The word oenology, derived from the Greek oînos (wine) and lógos (science) refers to the science dedicated to the study and knowledge of wines. It also studies the cultivation of the vines, the production of the wine, its ageing and packaging, its tasting, its consumption and its marketing. Today, Louis Pasteur, having studied the action of yeast and bacteria as well as the process of fermentation, is considered to be the father of scientific oenology.
Understanding oenology means bringing the focus back to the vine and the different types of existing grapes, in order to then study the transformation of the grape into wine.
Even if we have been making wine since the dawn of time, it is because oenology has proved to be a true art form requiring specialist knowledge, as each wine region has its own distinctive natural environment. Therefore, what makes this art so interesting is the diversity of the vineyards, which allows for the production of unique and complex wines.

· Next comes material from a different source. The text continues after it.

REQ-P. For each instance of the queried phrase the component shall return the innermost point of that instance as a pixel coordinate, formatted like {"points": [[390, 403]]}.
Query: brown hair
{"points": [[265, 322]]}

The title of oenologist, recognised in France since 1955, refers to someone who demonstrates the science of wine. An oenologist actually has several roles: ranking from technician to chemist, they are above all an outstanding wine taster who supervises, from the vine to the table, the different stages of wine production. This qualified expert with a love of wine therefore takes care of the winemaking process, the distillation, the blending as well as the bottling. Given their responsibility in evaluating the quality of the wine, an oenologist must have scientific knowledge of the chemical and biological processes which are under way during the winemaking. In order to remain a champion of wine tasting, it is essential that the oenologist continually develop their nose, their palate and their memory.
However, it is important to not confuse an oenologist with a sommelier: whilst the former controls the production of the wine and advises the winegrowers, a sommelier talks about wine, advises clients and is a specialist in the service and selection of the wine.

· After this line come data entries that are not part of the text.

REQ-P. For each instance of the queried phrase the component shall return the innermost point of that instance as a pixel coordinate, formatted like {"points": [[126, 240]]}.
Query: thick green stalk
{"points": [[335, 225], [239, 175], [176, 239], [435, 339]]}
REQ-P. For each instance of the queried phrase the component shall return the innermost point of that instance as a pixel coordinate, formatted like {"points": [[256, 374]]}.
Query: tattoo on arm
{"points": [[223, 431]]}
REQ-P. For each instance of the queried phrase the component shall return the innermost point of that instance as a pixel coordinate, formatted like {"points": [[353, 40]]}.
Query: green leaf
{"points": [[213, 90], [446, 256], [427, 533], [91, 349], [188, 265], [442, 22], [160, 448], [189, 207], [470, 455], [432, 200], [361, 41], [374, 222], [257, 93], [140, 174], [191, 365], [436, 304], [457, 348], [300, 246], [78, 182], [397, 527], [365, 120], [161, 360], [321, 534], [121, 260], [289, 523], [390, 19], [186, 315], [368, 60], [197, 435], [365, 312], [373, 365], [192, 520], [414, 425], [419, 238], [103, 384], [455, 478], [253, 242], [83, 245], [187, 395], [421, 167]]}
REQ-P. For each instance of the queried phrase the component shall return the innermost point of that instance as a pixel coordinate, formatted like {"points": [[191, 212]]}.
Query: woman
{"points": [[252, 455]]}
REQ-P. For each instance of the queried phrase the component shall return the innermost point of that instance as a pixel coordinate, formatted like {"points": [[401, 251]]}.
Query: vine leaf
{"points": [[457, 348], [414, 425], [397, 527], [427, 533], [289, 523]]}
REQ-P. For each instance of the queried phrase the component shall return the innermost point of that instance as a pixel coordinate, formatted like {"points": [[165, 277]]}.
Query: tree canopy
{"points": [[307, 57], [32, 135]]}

To discover the secrets of winemaking, to learn the blending process, or to familiarise yourself with the different stages of wine tasting, there are several workshops or oenological classes which allow you to immerse yourself in the universe of wine, whether you are a beginner or have previous experience. You can also choose to do an oenological course over several days or a wine weekend, if you have more time. To get off to a good start in oenology, an introductory class on the techniques of wine tasting is perfect for beginners. For example, here you will learn how to recognise certain characteristic aromas and develop your olfactory memory. This type of workshop is perfect for those who struggle to detect aromas, or confuse aromas (which are felt through the olfactory tract) and the flavours.

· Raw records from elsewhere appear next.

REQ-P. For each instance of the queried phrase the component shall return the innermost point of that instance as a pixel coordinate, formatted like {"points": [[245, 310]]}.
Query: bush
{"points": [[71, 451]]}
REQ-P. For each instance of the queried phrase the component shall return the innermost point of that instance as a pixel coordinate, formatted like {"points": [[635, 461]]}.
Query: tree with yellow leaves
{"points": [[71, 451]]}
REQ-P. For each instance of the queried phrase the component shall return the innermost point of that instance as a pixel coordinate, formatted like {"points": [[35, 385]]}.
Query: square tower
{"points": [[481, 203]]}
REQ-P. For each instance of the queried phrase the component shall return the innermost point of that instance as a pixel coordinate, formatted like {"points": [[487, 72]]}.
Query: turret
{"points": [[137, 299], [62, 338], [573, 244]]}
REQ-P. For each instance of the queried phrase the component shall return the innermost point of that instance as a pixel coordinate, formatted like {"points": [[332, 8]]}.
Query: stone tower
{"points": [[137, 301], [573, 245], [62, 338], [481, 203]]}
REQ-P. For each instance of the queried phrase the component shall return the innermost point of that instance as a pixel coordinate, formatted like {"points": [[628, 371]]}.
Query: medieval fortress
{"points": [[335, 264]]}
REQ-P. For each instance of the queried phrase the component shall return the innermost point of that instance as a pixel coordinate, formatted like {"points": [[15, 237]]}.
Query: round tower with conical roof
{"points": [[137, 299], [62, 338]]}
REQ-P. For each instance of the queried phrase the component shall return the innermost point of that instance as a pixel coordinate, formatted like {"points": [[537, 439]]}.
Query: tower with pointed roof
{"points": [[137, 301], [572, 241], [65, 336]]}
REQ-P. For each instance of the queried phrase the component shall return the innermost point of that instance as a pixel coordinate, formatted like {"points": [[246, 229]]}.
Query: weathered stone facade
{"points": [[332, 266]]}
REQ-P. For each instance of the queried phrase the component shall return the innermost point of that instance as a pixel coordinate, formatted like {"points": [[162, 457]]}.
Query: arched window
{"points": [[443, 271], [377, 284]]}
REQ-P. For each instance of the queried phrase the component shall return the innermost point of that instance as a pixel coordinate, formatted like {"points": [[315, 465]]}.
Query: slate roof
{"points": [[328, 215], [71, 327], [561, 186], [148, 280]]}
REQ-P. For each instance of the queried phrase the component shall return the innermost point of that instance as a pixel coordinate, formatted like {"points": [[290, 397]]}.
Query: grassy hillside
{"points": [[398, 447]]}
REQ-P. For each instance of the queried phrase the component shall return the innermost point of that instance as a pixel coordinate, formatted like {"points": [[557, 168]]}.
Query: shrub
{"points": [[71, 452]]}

The workshops on food and wine pairing are also very successful, as they allow you to easily learn how to enhance your dishes, to delight your guests at your next dinner party with friends! To help you choose your oenological workshop, according to your level, your preferences and your budget, we have selected for you several specialists in oenology courses throughout France.
If you are looking to obtain technical oenological skills, take note that a simple wine tasting is not a workshop, and therefore will not be sufficient to discover the full complexity of this art form. An oenological workshop is often longer and includes both theoretical and practical elements.